Having imported the estimator class we can go about using this with the following for steps:

**Instantiate**: Creates an instance of the estimator class**Fit**: The instance of the estimator learns from the data, creating a parametrised model**Score**: Test whether the model achieves the required accuracy**Predict**: Use the model to make predictions on new data

Once we have imported our estimator class, we need to instantiate it (create an instance of the class). However, it will not yet able to make predictions as it has not yet learned from the data. This is the difference between an estimator instance and an actual model. This concept can be strange to grasp, particularly if this is your first ML project or tutorial.

So let's try and clear up the relationship between instances of estimators and models with the following analogy:

- You are reading this blog to learn how to model using Scikit-learn. That is your goal. Comparatively the model's goal is to be able to predict responses, given some input data.
- You begin as a keen learner who does not yet know how to use the Scikit-learn library; just as the model starts off as an instance of a class that is ready to learn how to make predictions but does not yet know how.
- You then read the information in this blog and learn how to use the Scikit-learn library. Similarly the model is fitted with training data and learns how to predict responses.
- At this stage you are no longer the keen learner any more but someone who has learnt. The instance of the estimator is now parametrised and capable of making predictions - it is an actual model.
- Now that you have learned how to use the Scikit-learn library, your knowledge can be tested. You can be asked questions on your knowledge and someone can determine whether your knowledge is adequate enough. Equivalently we can test the model's predictive power on the test set and determine whether it is an adequate model or not.
- If you have learned how to use the Scikit-learn package well you can use what you've learned to achieve your goal. Just as the model can now predict responses on new input data.
- However if you do not brush up on any changes to the Scikit-learn library you will only retain your current knowledge. Moreover this might become dated and you may not be able to use the Scikit-learn package as well as you once did. Similarly if new data comes in but the model does not learn from the new data (re-train) then it will stay in its current form. This means that predictions on new data in the future might not be as accurate due to feature drift.

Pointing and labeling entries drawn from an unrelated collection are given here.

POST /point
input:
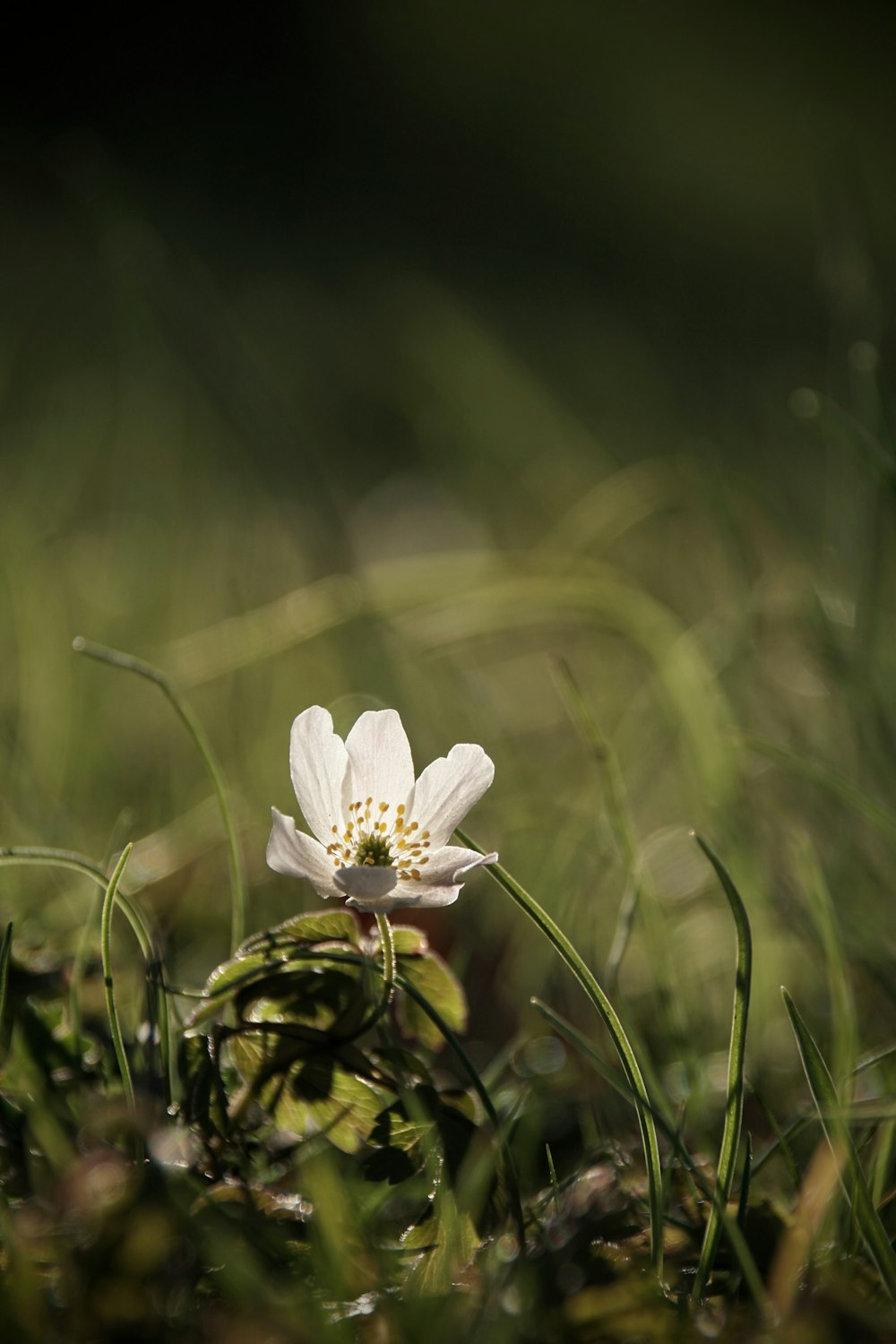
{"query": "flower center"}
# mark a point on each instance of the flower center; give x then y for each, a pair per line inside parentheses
(371, 839)
(374, 849)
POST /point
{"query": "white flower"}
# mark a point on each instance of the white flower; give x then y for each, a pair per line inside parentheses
(379, 839)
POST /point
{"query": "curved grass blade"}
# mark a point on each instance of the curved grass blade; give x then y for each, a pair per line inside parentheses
(80, 863)
(204, 747)
(616, 1034)
(845, 1031)
(105, 948)
(735, 1097)
(840, 1140)
(745, 1262)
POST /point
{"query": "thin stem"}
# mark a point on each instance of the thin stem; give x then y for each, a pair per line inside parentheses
(616, 1034)
(735, 1096)
(74, 862)
(80, 863)
(387, 943)
(105, 948)
(204, 747)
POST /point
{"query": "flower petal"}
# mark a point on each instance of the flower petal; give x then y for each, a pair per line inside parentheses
(450, 865)
(366, 882)
(447, 789)
(297, 855)
(438, 883)
(319, 766)
(425, 898)
(382, 765)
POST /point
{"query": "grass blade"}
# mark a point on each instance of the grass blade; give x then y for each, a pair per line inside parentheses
(837, 1134)
(105, 948)
(5, 948)
(745, 1262)
(735, 1097)
(842, 1007)
(826, 777)
(204, 747)
(614, 1026)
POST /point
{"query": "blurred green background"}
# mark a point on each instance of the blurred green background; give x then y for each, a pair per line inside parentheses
(383, 354)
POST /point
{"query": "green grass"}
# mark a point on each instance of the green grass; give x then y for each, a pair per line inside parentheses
(247, 1117)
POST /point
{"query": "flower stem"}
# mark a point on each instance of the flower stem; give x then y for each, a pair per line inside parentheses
(204, 747)
(387, 943)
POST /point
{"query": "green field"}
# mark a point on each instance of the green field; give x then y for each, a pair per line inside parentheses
(530, 376)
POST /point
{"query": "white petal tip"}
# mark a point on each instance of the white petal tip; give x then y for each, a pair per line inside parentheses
(366, 882)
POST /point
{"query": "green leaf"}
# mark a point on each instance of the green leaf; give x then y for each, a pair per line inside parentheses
(317, 1096)
(837, 1134)
(409, 941)
(327, 926)
(435, 978)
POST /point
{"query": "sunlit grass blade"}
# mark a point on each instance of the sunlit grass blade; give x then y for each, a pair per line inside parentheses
(745, 1180)
(856, 1188)
(621, 1083)
(69, 859)
(735, 1094)
(203, 745)
(780, 1142)
(616, 1034)
(552, 1172)
(5, 949)
(105, 949)
(51, 857)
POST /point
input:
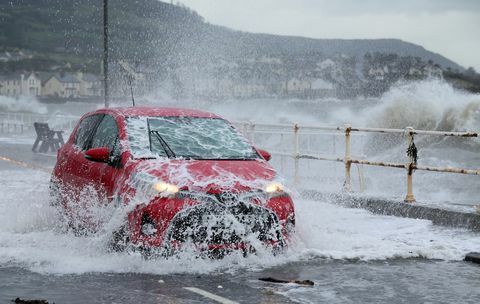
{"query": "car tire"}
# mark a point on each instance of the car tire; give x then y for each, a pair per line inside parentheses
(119, 240)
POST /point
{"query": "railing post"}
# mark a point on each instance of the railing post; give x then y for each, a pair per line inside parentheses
(252, 133)
(348, 164)
(282, 158)
(410, 165)
(296, 153)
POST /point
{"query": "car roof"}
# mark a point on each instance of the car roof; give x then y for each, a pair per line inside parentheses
(156, 111)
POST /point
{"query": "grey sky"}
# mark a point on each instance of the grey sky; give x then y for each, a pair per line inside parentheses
(448, 27)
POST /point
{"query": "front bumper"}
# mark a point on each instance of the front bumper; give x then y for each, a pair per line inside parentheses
(207, 222)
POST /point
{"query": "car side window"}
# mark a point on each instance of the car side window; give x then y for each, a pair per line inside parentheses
(106, 135)
(85, 130)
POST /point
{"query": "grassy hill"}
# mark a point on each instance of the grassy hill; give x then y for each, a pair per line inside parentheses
(153, 30)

To summarise, an instance of an estimator class can be considered the untrained potential of that class, while an actual model is a fitted (and therefore parametrised) instance who's potential has been fulfilled.

And remember, estimators such as our `SGDClassifier`

are simply Python classes with bound data and methods - nothing too fancy to worry about.

Moving on to the actual code, having imported the model class we can then create an instance of this class.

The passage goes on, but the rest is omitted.